England are game's mother - Pinto
England are the "mother of football" in the view of Costa Rica coach Jorge Luis Pinto, who knows they will be desperate to restore some pride in their last World Cup match.
Roy Hodgson's side had their elimination confirmed on Friday, with defeats to Italy and Uruguay compounded by Los Ticos' shock wins against both countries.
This is the first time in 56 years that England have exited at the group stage, with the squad jetting home after Tuesday's dead-rubber against Costa Rica in Belo Horizonte, a city which witnessed one of the national team's most embarrassing defeats.
In 1950, the Three Lions lost 1-0 to the then-amateur United States and the Brazilian city could now be the scene of another of their darkest hours.
England have never lost all three World Cup group matches before - a fate Pinto knows they will be desperate to avoid on Tuesday.
"The mother of football cannot leave without points and that makes it very complex," the Costa Rica coach said.
"It makes the match very hard. England must take some pride out of Brazil. They cannot just leave with crossed arms.

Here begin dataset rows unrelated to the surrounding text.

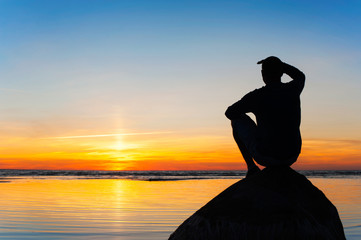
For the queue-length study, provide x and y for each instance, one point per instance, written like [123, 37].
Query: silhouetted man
[276, 139]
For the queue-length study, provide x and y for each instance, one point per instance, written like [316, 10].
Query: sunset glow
[135, 85]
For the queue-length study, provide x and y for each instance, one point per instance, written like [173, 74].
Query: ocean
[132, 205]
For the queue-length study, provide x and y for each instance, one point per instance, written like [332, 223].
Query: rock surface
[277, 203]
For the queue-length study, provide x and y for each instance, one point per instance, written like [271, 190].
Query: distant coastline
[162, 175]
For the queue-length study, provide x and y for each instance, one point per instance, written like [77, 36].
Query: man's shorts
[246, 130]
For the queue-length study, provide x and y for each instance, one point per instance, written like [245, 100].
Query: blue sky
[172, 66]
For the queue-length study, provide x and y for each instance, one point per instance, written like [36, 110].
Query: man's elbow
[302, 77]
[228, 113]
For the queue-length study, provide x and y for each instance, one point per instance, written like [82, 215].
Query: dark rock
[277, 203]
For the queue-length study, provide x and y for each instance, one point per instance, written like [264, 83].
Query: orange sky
[166, 73]
[159, 151]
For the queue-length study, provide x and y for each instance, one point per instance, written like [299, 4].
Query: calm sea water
[108, 205]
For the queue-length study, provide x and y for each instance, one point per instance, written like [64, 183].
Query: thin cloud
[110, 135]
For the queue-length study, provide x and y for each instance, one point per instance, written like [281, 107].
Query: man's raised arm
[297, 76]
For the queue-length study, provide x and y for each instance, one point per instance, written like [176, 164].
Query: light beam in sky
[111, 135]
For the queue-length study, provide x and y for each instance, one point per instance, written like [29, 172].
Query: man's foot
[252, 171]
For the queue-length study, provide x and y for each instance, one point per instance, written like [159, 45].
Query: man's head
[272, 69]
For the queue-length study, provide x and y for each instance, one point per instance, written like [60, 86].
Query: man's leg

"This means it will be a head-to-head, a one-to-one match. Those who come into the team will give their all and fight for their position. We want to be number one in the group and we deserve to be it.
"It seems to be that maybe England were taken by surprise. They haven't been lucky in finding the goal. They came to the box many times but did not score the goal.

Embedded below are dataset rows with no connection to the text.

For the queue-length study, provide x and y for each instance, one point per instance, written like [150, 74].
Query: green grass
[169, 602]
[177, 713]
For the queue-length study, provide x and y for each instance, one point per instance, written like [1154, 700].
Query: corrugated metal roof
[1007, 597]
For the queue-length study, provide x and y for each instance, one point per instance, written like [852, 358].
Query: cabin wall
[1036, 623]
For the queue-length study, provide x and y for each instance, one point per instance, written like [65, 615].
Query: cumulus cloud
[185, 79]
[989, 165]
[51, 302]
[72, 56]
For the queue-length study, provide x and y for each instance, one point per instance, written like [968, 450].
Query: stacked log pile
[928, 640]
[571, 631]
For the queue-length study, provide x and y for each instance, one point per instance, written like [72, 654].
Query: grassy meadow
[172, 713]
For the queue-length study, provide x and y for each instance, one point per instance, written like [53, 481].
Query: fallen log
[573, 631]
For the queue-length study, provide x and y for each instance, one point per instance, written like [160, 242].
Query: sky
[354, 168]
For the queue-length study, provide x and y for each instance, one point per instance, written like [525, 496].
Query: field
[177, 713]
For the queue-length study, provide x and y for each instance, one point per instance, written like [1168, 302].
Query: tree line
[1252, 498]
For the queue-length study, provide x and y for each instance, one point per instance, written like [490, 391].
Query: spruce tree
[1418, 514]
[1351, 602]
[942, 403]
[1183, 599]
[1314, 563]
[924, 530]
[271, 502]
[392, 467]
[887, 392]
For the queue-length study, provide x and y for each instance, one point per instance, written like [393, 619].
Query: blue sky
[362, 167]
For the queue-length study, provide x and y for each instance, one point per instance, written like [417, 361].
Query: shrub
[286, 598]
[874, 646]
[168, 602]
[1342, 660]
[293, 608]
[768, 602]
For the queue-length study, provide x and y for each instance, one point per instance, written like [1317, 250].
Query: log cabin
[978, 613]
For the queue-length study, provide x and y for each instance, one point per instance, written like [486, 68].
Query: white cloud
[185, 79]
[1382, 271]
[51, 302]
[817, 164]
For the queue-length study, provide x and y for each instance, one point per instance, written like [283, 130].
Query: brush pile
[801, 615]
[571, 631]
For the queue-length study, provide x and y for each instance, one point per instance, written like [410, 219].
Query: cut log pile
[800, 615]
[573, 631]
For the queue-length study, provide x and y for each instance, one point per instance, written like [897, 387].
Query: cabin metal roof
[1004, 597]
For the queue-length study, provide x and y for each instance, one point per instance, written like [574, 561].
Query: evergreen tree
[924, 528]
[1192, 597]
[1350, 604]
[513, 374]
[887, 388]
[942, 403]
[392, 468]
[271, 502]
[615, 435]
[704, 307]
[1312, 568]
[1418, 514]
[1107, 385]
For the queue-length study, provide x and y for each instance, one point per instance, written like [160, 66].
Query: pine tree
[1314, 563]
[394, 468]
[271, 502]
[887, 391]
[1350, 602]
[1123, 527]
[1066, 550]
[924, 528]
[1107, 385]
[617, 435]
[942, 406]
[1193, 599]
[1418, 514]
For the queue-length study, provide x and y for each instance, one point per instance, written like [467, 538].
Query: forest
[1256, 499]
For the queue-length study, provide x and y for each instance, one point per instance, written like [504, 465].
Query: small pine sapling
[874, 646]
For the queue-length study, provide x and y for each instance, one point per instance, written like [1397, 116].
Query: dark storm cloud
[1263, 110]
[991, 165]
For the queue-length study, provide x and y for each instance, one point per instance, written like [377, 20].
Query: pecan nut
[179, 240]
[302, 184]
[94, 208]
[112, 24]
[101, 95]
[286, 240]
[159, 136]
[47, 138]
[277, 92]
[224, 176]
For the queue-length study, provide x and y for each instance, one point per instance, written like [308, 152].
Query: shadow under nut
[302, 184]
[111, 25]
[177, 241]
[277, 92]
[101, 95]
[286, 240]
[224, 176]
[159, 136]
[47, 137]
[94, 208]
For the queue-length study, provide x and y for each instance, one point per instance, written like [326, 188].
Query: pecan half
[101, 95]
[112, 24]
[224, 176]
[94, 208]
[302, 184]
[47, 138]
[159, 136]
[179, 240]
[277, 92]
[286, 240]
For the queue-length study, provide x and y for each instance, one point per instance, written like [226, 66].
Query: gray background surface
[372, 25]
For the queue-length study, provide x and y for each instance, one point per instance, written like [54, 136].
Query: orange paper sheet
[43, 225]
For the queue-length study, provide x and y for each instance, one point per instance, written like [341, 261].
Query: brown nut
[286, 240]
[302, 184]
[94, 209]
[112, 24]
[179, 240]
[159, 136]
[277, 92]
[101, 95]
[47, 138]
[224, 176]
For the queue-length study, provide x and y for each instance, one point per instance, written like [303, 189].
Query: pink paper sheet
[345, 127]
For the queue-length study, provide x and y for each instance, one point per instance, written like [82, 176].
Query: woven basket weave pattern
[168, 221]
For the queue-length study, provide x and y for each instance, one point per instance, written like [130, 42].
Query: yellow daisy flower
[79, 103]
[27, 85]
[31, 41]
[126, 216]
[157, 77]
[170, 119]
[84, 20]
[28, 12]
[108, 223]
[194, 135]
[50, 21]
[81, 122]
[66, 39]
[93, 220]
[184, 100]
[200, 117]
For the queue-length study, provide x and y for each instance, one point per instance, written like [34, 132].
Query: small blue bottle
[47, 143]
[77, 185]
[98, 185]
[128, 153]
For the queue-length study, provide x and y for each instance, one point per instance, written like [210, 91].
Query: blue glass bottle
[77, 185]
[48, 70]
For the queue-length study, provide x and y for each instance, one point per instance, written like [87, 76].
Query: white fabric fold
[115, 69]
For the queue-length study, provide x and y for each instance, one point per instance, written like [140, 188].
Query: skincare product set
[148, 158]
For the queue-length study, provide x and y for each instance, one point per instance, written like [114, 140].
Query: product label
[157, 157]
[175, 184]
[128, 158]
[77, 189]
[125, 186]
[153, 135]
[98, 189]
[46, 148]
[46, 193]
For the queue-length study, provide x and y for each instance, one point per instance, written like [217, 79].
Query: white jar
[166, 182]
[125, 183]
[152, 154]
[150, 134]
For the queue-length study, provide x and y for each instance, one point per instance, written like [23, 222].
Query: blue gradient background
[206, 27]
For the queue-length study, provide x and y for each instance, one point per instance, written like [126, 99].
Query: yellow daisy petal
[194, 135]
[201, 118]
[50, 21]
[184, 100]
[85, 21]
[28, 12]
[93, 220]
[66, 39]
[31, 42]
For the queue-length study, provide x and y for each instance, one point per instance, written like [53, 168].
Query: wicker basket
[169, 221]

"Above everything they will have pride. This will be aggressive. We will attack and have our own style of play. We will continue to do what we have done so far."
Pinto is planning to make two alterations from the side that beat Italy for the match at the Estadio Mineirao, where the country of 4.8million will see their last-16 opponents decided.

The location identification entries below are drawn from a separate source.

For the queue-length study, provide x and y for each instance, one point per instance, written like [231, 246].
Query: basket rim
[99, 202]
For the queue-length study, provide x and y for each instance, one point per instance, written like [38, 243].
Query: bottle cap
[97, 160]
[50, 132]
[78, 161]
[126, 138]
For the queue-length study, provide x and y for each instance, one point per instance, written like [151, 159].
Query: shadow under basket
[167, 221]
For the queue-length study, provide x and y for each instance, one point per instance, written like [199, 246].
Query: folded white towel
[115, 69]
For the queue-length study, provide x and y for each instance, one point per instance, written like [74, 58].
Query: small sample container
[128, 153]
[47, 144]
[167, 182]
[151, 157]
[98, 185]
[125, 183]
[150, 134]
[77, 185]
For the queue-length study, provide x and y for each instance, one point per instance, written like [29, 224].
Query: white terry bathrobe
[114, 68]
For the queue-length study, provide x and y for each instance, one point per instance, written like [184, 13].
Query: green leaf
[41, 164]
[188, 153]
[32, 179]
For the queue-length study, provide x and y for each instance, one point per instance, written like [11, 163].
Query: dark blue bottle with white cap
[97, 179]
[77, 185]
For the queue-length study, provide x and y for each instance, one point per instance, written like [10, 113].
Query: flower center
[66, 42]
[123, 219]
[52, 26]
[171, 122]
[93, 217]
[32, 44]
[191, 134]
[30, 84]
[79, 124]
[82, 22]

"It can have a huge impact in Costa Rica," Pinto said. "We went through critical moments and that has given us confidence and stabilised us emotionally. We want more.
"That is our dream and we are prepared physically, tactically and mentally to do that.
"It will be more complicated from here. Our opponents have seen us, they know us, what we have and what we don't have. We've improved."
So impressive have Costa Rica been in Brazil that the country's football federation has felt hard done to by the drug testers
Rather than two players being drug-tested, seven were required for doping control after their shock 1-0 defeat of Italy - something FIFA said was necessary because some players had been unavailable for pre-tournament tests.
"We feel there's a good faith and we thank them for the letter but we feel uncomfortable," Pinto said.
"Public opinion ended up thinking what do they fear? Do it every day, go to the training sessions, do controls but don't give the idea there is something.
"The team will continue to run, we're very well prepared. I would like to see eight Brazilian players tested, that the attitude is balanced.
"We're not saying they shouldn't do it but many felt they were doing this because they saw the players run. This group of players are crystalline pure, and that's it."